Fishwives, page 2
“Maybe this was a bad idea.” Regina puts down the suitcase and stares at an uninteresting door and a sign they could have easily missed.
“We’re here. Let’s find out.”
Once inside, Regina is relieved the place is not too upscale, but not a dump either. Plenty of empty tables in the large, square room at five-thirty. They take one near the bar. A small vase with a single carnation sits at each table. The room is well-lit for a bar, almost as bright as the growing dusk the sisters just came from outside. Two women wearing too much makeup are hunched over a nearby table. They cut their eyes at the sisters and go back to talking quietly. A few people are at the bar, their backs to the tables. Regina mistakes the bartender for a man until the woman calls over, “What’ll it be, ladies?” in a voice that doesn’t match her button-down collar or James Dean haircut.
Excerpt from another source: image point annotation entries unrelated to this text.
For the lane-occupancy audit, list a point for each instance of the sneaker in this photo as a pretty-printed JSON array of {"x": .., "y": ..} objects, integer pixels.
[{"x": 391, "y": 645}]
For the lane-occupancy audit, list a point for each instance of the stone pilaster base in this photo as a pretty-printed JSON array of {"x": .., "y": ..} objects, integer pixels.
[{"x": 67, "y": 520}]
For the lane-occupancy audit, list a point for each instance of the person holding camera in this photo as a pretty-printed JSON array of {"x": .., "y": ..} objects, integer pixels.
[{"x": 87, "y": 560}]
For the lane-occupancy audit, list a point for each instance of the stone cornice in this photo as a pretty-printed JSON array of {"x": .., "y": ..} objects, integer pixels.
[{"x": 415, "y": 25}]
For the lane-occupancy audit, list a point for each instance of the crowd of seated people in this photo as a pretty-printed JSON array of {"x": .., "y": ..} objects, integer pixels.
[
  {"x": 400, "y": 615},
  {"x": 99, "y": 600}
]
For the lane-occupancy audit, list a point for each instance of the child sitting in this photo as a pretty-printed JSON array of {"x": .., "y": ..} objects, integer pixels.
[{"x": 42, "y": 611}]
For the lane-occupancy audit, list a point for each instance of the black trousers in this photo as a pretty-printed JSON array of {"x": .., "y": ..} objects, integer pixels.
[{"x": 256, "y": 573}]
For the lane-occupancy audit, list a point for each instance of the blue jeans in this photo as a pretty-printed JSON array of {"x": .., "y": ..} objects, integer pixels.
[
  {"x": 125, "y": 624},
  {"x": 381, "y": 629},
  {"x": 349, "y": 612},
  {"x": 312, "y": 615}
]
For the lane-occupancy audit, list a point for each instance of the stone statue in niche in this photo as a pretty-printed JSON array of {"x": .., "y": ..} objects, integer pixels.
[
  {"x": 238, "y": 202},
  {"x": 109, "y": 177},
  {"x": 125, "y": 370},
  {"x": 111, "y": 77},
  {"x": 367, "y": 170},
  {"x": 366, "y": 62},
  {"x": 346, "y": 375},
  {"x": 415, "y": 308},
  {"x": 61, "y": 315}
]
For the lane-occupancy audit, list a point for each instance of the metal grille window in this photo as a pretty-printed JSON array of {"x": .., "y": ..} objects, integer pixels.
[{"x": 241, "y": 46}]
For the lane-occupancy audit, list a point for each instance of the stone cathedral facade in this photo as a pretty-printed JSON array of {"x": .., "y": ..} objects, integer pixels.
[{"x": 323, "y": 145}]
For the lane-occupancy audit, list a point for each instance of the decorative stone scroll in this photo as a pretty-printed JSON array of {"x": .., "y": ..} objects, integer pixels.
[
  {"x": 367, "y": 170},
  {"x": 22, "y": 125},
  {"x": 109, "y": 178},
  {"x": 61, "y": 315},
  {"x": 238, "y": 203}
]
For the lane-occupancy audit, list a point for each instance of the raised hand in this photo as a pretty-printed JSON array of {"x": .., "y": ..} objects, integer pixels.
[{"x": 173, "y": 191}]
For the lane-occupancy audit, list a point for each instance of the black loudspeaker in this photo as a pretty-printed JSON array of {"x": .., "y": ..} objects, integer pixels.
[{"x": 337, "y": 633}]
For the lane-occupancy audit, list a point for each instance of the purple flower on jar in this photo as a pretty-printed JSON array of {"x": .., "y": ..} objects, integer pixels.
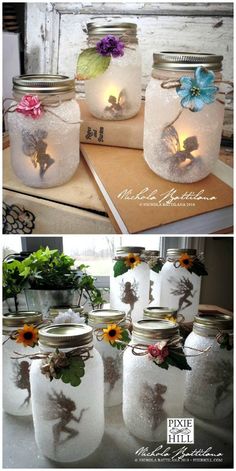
[{"x": 110, "y": 46}]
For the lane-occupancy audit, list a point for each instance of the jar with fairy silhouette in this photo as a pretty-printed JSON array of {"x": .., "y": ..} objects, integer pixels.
[
  {"x": 20, "y": 338},
  {"x": 129, "y": 282},
  {"x": 155, "y": 264},
  {"x": 111, "y": 68},
  {"x": 67, "y": 393},
  {"x": 209, "y": 386},
  {"x": 184, "y": 115},
  {"x": 110, "y": 325},
  {"x": 154, "y": 362},
  {"x": 44, "y": 130},
  {"x": 181, "y": 281}
]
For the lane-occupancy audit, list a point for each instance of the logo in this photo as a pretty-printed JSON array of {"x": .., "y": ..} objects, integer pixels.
[{"x": 180, "y": 430}]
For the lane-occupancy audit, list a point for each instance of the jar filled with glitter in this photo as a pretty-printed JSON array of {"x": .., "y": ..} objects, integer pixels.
[
  {"x": 184, "y": 115},
  {"x": 67, "y": 393},
  {"x": 181, "y": 281},
  {"x": 150, "y": 395},
  {"x": 44, "y": 130},
  {"x": 108, "y": 325},
  {"x": 116, "y": 93},
  {"x": 19, "y": 335},
  {"x": 129, "y": 282},
  {"x": 209, "y": 386}
]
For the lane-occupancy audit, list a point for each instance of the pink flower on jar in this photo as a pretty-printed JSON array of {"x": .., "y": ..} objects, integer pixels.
[
  {"x": 30, "y": 106},
  {"x": 159, "y": 352}
]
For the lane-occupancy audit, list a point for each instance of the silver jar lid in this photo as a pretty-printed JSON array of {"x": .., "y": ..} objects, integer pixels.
[
  {"x": 43, "y": 83},
  {"x": 184, "y": 61},
  {"x": 105, "y": 316},
  {"x": 149, "y": 329},
  {"x": 65, "y": 335}
]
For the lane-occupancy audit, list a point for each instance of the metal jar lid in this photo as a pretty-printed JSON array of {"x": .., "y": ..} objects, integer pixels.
[
  {"x": 43, "y": 83},
  {"x": 184, "y": 61},
  {"x": 18, "y": 319},
  {"x": 158, "y": 329},
  {"x": 105, "y": 316},
  {"x": 65, "y": 335}
]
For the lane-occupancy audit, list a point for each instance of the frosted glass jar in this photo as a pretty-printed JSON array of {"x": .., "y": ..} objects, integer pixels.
[
  {"x": 68, "y": 420},
  {"x": 112, "y": 358},
  {"x": 150, "y": 395},
  {"x": 180, "y": 289},
  {"x": 129, "y": 292},
  {"x": 181, "y": 145},
  {"x": 116, "y": 94},
  {"x": 45, "y": 150},
  {"x": 15, "y": 379},
  {"x": 209, "y": 386}
]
Except for the bartender, this could be a quiet place around the corner in the sisters’ hometown in western Massachusetts.
“Manhattans.” Lynn holds up two fingers.
“Neat or on the rocks?” The bartender, tall, with thin muscled arms in the rolled-up sleeves of her white buttoned shirt, a nice smile, and a thick head of very short hair, asks pleasantly. “First time visiting The Sea Colony, ladies?”
“Yes, first time,” Regina answers quickly. “One Manhattan. On the rocks. Cabernet for me, please. Do you serve food?”
Lynn gives the bartender a grin. “The two Manhattans are for me.”
“We have snacks.” The bartender points to a row of bagged chips, peanuts, and pretzels displayed on metal clips on a vertical ladder on the wall behind her.
“No.” Regina tries not to openly stare at the barest curve of breast under the bartender’s shirt. She adds a flustered, “Thank you.” The bartender gives Regina a smile disproportionate to her reply and goes about the business of making their drinks.
“My god, I thought she was a guy,” Lynn whispers. “Could that be Darla’s friend? So why aren’t you and Darla friends anymore?”
“Shush,” Regina says. “She’ll hear you.” The bartender looks in their direction as she draws a beer for the guy at the bar. Regina kicks Lynn under the table, “Talk about your roommates.”
“You think she doesn’t know she looks like a guy?” Lynn keeps her voice low. “Okay. Roommates. I walk up three flights to share a bunk bed with Candy. She snores. Which is why you’ll be sleeping on the couch and I’ll be on the floor next to you tonight.”
“But your letters?”
“You’re the goody two-shoes. I tell Mom whatever keeps her off my back and Dad whatever keeps him calm. I’m pretty sure Candy supplements her income.” Lynn pumps her hand in a disgusting gesture. “It’s not such a bad idea. You try living in the city on a secretary’s wages.”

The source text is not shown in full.